Islamist leaders have appeared determined to draw a link between the two
cases. A day after a senior Iranian cleric raised the bounty on the author’s
head, Hassan Nasrallah, the leader of Hizbollah, denounced the film as an
ever greater insult to Islam than “The Satanic Verses”.
Responding to his call for a demonstration of public anger in Lebanon,
thousands of followers of the Shia militant group, which is funded and armed
by Iran, massed in the slums of south Beirut.
“The whole world needs to see your anger on your faces, in your fists and your
shouts,” Sheikh Nasrallah said.
“The whole world should know that the Prophet has followers who will not be
silent in the face of humiliation.”
President Barack Obama has raised alerts at 65 US embassies and consulates in
the past week and approved the removal yesterday of 100 embassy staff
members and American citizens from Tunisia after the US embassy was attacked
last week. The US also warned against travel to Lebanon.
More than 1,000 members of the Tunisian security forces yesterday surrounded
the al-Fatah mosque, where a Salafist leader wanted by police over clashes
at the US embassy was meeting hundreds of followers. Across the region, some
demonstrations have been spontaneous, but many have been called by leaders
of religious parties seeking to advance their Islamist credentials.
Hundreds of protesters demonstrating against the film torched a press club and
a government building in the northwestern Pakistani town of Wari, setting
off clashes with police that killed one demonstrator and wounded several
others. Another was killed in Karachi. Raja Pervez Ashraf, the prime
minister, later ordered the suspension of YouTube, where what he called the
“blasphemous” video has been easily viewed.
Protests also turned violent outside the Camp Phoenix US military base in
Kabul, where about 800 protesters burned cars and threw rocks, injuring
about 20 riot policemen. Many in the crowd shouted “Death to America!”

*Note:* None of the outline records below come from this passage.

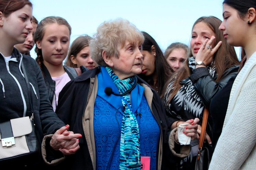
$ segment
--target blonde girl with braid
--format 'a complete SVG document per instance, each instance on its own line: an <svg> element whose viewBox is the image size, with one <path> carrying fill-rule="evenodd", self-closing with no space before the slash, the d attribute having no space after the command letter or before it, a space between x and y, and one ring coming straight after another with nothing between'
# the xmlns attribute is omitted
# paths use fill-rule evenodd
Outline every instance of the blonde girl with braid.
<svg viewBox="0 0 256 170"><path fill-rule="evenodd" d="M71 27L64 18L50 16L41 21L34 35L35 51L44 78L50 102L55 111L59 94L77 76L74 68L63 65L69 47Z"/></svg>

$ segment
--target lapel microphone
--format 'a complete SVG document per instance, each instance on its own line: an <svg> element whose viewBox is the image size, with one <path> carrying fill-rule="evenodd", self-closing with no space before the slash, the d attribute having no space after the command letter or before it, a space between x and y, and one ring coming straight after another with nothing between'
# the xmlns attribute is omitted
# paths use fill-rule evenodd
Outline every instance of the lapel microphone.
<svg viewBox="0 0 256 170"><path fill-rule="evenodd" d="M138 83L138 80L137 79L137 78L135 77L135 84L134 84L134 85L131 88L131 89L123 94L117 94L113 92L112 89L109 87L106 87L106 88L105 89L105 90L104 90L104 92L108 96L110 96L111 94L112 94L115 96L123 96L127 95L127 94L129 94L132 90L134 89L134 88L136 87L136 85L137 84L137 83Z"/></svg>

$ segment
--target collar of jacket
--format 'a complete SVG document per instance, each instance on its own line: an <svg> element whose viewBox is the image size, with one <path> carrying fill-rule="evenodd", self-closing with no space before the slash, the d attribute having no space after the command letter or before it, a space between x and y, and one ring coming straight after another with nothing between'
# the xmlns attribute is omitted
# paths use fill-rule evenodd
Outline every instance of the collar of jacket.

Hundreds clashed with police outside the US embassy in Jakarta, hurling rocks
and firebombs and setting tires alight. It was the first violence seen in
the world’s most populous Muslim country in reaction to the film.
Four Americans, including Chris Stevens, the US ambassador to Libya, were last
week killed in an attack by armed militants on the US consulate in Benghazi
amid a protest against the video. At least another five people have died
subsequent protests.
First posted online in July, the film was ignored until a14-minute trailer was
translated into Arabic and then featured in a news report by a Islamist
broadcaster in Egypt.
In Europe, fringe groups who are in favour of the film are now beginning to
pose a freedom of speech dilemma for leaders, who have denounced the work as
crass and insensitive while calling for restraint from protestors.
Angela Merkel, the German Chancellor, said the authorities in her country,
which has a sizeable Muslim minority, saw “good reason” for banning the
film.
“It’s not about banning the film itself but about whether the public screening
would endanger public safety,” said Mrs Merkel, after a far-Right group said
it planned to show the film publicly.
On the weekend Germany forbade Terry Jones, the American pastor who sparked
Arab outrage when he burned Korans on the ninth anniversary of the September
11 attacks, from entering the country.
Germany has already withdrawn some staff from its embassy in Khartoum, Sudan,
which was attacked on Friday along with the British embassy.